Paul Chefurka was an early thinker about overshoot and has a large body of excellent work.
He’s also an inspiration for many people wondering how to live with their knowledge of reality.
This 2013 Facebook post by Chefurka provides a nice summary of his journey.
https://www.facebook.com/Bodhisantra
The last six months have seen the most wrenching shift for me since the day I discovered the potential for collapse lurking behind Peak Oil. Moving from a profoundly humanist perspective to a deeply impersonal thermodynamic understanding of the world and its creatures has completely upended my philosophical applecart.
I’ve been steeped for my whole life in the traditions of the Age of Enlightenment, complete with the notions of human agency, reason, free will, morality and the perfectibility of man.
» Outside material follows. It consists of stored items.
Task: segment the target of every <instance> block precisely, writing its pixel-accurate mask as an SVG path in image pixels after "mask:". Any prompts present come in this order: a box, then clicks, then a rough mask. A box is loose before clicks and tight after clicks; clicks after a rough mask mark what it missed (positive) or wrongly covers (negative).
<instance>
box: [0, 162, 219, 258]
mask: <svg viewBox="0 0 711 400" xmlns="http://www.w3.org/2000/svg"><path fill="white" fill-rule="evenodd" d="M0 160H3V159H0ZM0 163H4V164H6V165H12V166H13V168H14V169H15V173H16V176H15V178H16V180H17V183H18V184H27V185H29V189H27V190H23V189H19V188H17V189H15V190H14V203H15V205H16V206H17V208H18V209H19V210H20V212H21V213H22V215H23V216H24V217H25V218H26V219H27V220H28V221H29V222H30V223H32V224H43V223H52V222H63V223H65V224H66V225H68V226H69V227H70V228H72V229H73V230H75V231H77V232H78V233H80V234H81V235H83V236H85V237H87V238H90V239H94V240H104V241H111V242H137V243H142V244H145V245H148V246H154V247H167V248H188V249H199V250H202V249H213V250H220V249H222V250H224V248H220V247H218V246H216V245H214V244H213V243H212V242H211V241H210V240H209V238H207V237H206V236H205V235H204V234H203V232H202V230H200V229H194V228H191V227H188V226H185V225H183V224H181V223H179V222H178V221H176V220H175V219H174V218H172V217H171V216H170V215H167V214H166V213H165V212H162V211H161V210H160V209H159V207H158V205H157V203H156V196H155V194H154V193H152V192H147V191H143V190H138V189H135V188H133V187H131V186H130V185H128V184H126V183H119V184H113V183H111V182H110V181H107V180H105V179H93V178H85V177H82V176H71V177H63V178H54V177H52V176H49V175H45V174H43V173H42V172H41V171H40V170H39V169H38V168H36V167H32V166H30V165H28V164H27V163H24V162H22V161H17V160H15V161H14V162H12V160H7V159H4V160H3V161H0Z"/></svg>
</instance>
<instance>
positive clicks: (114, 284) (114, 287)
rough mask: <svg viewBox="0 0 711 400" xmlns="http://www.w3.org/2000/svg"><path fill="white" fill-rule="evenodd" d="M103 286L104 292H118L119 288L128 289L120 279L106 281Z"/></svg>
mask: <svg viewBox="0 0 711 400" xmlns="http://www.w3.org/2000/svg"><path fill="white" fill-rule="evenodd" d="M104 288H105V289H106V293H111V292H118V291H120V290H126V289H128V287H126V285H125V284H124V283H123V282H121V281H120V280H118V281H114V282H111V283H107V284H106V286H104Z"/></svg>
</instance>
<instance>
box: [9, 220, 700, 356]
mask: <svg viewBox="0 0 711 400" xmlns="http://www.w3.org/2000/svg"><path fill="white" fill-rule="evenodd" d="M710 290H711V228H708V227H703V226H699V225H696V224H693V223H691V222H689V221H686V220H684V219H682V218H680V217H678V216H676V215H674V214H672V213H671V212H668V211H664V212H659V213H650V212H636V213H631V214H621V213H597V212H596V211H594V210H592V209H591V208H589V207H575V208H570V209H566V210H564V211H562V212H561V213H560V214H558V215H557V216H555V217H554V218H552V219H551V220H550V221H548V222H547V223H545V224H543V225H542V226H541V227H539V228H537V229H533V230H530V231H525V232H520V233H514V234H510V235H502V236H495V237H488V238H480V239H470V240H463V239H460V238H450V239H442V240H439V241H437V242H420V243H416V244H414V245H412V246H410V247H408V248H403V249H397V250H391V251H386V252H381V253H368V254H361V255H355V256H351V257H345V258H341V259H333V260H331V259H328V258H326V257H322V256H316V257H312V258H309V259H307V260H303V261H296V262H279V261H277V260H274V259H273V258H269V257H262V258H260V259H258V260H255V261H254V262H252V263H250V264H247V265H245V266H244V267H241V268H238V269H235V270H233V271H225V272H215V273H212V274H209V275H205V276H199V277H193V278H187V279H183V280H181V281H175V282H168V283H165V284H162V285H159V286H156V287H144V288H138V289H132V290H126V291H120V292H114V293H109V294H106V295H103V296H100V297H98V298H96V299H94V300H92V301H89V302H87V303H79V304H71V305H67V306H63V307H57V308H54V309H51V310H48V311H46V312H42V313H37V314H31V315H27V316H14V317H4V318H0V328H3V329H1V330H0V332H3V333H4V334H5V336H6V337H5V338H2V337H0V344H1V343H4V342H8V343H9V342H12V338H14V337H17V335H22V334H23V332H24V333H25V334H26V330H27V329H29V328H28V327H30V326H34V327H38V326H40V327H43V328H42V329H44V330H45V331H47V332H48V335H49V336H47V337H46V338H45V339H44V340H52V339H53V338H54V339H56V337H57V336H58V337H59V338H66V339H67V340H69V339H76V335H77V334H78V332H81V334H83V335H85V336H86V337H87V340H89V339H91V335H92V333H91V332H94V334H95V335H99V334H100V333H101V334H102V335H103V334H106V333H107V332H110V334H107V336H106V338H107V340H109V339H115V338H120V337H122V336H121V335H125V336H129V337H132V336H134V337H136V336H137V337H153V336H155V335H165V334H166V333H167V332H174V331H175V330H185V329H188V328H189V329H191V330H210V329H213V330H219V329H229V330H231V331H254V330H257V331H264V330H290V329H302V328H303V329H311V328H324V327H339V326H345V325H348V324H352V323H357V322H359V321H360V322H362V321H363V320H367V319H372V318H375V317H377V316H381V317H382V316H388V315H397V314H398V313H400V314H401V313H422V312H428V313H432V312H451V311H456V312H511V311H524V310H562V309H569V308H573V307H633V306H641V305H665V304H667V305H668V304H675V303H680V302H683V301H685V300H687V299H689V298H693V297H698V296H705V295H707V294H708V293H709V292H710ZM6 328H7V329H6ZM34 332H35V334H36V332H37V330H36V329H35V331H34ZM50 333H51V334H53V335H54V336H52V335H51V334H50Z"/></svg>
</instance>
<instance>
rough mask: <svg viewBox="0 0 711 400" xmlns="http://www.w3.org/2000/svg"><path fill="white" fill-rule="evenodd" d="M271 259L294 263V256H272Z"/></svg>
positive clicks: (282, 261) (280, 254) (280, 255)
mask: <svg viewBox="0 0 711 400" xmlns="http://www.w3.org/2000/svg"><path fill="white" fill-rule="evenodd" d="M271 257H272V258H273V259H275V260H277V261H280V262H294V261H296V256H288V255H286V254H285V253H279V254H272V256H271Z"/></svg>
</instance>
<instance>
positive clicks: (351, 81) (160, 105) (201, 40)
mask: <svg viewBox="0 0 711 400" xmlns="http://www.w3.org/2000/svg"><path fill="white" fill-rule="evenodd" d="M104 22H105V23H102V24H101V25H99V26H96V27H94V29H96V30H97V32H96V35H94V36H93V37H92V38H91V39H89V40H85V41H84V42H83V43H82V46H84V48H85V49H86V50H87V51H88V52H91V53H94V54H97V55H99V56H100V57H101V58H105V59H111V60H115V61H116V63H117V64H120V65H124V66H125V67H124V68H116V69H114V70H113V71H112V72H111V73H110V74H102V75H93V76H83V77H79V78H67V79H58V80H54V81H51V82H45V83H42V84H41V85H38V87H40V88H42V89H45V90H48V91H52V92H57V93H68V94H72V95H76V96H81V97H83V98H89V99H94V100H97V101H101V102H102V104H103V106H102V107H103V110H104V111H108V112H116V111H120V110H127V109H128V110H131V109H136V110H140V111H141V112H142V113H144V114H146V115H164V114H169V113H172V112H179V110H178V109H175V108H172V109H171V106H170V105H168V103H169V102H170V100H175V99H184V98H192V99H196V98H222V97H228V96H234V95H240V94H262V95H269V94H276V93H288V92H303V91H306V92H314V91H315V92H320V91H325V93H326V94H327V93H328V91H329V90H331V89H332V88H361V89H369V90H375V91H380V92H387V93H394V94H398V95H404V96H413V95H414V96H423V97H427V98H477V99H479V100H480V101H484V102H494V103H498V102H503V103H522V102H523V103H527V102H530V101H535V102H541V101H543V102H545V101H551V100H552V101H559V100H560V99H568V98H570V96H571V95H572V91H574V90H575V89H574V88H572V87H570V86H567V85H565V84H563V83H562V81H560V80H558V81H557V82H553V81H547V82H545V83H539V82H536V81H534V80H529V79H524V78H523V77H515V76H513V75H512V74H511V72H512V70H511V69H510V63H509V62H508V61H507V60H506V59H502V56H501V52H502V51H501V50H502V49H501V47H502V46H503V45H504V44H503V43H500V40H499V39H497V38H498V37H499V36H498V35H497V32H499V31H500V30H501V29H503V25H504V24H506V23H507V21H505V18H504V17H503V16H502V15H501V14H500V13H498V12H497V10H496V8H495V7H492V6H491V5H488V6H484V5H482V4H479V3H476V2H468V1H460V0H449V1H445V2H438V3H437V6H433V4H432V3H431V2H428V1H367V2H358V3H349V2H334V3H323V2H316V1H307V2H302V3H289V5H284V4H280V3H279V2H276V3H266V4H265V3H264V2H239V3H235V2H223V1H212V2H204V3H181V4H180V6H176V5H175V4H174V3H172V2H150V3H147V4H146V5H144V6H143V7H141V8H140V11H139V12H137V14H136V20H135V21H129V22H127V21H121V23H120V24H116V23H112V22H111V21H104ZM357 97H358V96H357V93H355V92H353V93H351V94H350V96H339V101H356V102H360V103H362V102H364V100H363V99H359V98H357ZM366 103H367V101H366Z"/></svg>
My political background was the 1960’s socialist, social-justice movement where concepts of fairness and equality reigned supreme. All that has now crumbled to dust.
My journey to this strange new land began with a simple question. I wanted to know why we couldn’t seem to do anything to stop climate change despite everything we know about its causes and effects.
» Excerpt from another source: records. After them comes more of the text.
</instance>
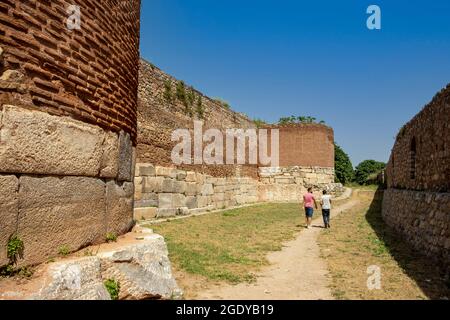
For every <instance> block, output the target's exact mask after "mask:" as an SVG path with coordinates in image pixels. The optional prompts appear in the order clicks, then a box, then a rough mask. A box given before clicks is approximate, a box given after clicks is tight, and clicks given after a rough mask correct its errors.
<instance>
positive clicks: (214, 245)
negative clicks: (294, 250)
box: [149, 204, 303, 283]
mask: <svg viewBox="0 0 450 320" xmlns="http://www.w3.org/2000/svg"><path fill="white" fill-rule="evenodd" d="M149 227H150V228H152V229H153V230H154V231H155V232H156V233H159V234H161V235H163V236H164V237H165V239H166V241H167V245H168V249H169V255H170V259H171V261H172V263H173V265H174V267H175V269H176V270H179V271H186V272H188V273H190V274H193V275H199V276H203V277H206V278H207V279H209V280H219V281H226V282H229V283H239V282H243V281H247V282H251V281H253V280H254V273H255V272H256V271H258V270H259V269H260V268H261V267H262V266H264V265H267V260H266V255H267V253H268V252H271V251H278V250H281V249H282V243H283V242H285V241H288V240H291V239H293V238H294V236H295V234H297V233H298V232H299V231H300V230H301V229H302V227H303V214H302V211H301V210H300V208H299V206H298V204H265V205H257V206H252V207H246V208H240V209H234V210H229V211H224V212H219V213H211V214H207V215H203V216H198V217H191V218H188V219H182V220H174V221H171V222H164V223H161V224H158V225H151V226H149Z"/></svg>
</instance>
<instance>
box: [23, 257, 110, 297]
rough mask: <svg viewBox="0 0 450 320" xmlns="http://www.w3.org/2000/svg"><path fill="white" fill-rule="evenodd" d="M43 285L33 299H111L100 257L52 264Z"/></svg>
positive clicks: (89, 257)
mask: <svg viewBox="0 0 450 320" xmlns="http://www.w3.org/2000/svg"><path fill="white" fill-rule="evenodd" d="M47 278H48V279H49V281H44V282H43V286H42V287H41V288H40V289H39V291H38V292H37V293H36V294H33V295H32V296H31V297H30V298H31V299H33V300H111V296H110V295H109V293H108V291H107V290H106V288H105V286H104V285H103V280H102V274H101V263H100V259H99V258H98V257H86V258H80V259H76V260H72V261H66V262H59V263H55V264H52V265H51V266H50V267H49V269H48V270H47Z"/></svg>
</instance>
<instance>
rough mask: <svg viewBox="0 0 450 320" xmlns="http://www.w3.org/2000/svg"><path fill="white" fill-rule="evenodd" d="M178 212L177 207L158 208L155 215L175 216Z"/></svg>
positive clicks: (159, 216)
mask: <svg viewBox="0 0 450 320" xmlns="http://www.w3.org/2000/svg"><path fill="white" fill-rule="evenodd" d="M177 214H178V209H173V208H172V209H158V210H157V214H156V217H157V218H159V219H160V218H169V217H175V216H176V215H177Z"/></svg>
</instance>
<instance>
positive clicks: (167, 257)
mask: <svg viewBox="0 0 450 320" xmlns="http://www.w3.org/2000/svg"><path fill="white" fill-rule="evenodd" d="M99 257H100V259H101V260H102V266H103V267H104V268H103V269H104V271H103V274H102V276H103V278H104V279H108V278H111V279H116V281H118V282H119V283H120V284H121V286H120V293H119V299H121V300H149V299H157V298H163V299H173V298H180V297H181V295H182V291H181V290H180V289H179V288H178V286H177V283H176V281H175V279H174V277H173V275H172V270H171V269H172V268H171V264H170V260H169V258H168V252H167V247H166V244H165V242H164V239H163V237H161V236H159V235H155V234H153V235H149V236H146V237H145V239H144V242H143V243H141V244H133V245H130V246H129V247H121V248H118V249H115V250H114V251H107V252H101V253H100V254H99Z"/></svg>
I first looked outward – “Who is to blame?” Then I looked inward – “What is it that makes us so eager to accept activities that many of us know are dangerous and wrong-headed?”
In the search for answers I kept pulling on the various threads I found, then going over to whatever wiggled in response, finding the threads connected to that, and pulling them in turn.
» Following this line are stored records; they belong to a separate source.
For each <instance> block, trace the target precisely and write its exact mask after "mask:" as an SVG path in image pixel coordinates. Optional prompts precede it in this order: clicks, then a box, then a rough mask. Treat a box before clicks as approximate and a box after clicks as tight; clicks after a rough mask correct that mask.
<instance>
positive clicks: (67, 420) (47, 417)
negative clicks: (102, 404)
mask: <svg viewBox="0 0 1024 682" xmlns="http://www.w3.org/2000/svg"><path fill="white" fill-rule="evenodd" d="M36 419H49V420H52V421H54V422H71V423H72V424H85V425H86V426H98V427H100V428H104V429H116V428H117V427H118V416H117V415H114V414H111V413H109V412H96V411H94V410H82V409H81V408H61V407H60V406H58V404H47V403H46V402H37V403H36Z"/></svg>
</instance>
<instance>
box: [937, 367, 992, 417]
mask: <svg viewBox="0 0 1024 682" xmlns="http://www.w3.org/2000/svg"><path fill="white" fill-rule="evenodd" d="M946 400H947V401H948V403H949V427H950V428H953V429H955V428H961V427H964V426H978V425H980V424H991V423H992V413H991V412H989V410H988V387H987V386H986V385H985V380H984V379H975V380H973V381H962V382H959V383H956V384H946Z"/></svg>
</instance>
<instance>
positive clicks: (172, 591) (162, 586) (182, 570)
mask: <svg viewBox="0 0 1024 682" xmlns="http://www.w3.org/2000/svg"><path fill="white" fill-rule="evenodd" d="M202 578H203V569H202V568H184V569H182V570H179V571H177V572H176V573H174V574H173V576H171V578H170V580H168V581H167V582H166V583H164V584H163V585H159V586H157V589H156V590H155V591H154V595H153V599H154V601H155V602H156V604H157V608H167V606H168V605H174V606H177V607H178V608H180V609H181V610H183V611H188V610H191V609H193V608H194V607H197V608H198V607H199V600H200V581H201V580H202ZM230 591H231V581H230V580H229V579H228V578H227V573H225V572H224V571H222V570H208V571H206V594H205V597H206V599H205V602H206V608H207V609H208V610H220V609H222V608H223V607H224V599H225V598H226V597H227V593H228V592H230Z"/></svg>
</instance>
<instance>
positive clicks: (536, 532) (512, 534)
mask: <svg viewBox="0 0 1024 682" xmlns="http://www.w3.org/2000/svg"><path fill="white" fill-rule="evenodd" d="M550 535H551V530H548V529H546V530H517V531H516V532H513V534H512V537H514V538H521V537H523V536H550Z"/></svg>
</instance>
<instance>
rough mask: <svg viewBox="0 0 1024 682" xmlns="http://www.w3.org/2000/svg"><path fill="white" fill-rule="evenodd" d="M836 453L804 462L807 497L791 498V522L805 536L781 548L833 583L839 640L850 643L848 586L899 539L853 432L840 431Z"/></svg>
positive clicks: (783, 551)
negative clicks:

When the fabric finally unraveled I found myself staring at the Second Law of Thermodynamics, with nobody to blame and precious little to be done about our predicament.
In a way I feel betrayed. Everything I’ve been told about how the world works appears to be wrong. The traditional explanations don’t truly explain what I see happening in either the outer or the inner world. Very few people realize that our precious “Story of the People” – our scientifically derived, culturally grounded, explanatory narrative of the world and our place in it – is little but a comforting, self-deluding fabrication. It’s a fantasy borne more out of wish fulfillment than out of any realistic assessment of what’s actually going on. It may be the greatest piece of confirmation bias that we have ever perpetrated on ourselves.
I feel betrayed by the scientists, the politicians, the activists, the philosophers and engineers. It’s enormously frustrating to have come to this realization about the world, in my limited capacity as a single private citizen. It feels incredibly disempowering, which is not surprising – the very concept of “power” has always been defined by those same scientists, politicians, activists etc. As that worldview falls away I even have to realign my inner definitions of power and relationship.
But while I feel a huge rupture of dislocation, I also feel a soaring sense of freedom and liberation. No longer shackled to shame, blame and guilt, I can see people and events through a less reactive, emotionally filtered eye. The world seems clearer. What people do and why they do it is suddenly obvious. What’s going on in the world has begun to make sense for the first time in my 62 years.
For me the trade-off between clarity and comfort has been worthwhile. As difficult as this journey has become, I’d rather light a candle than curse the darkness.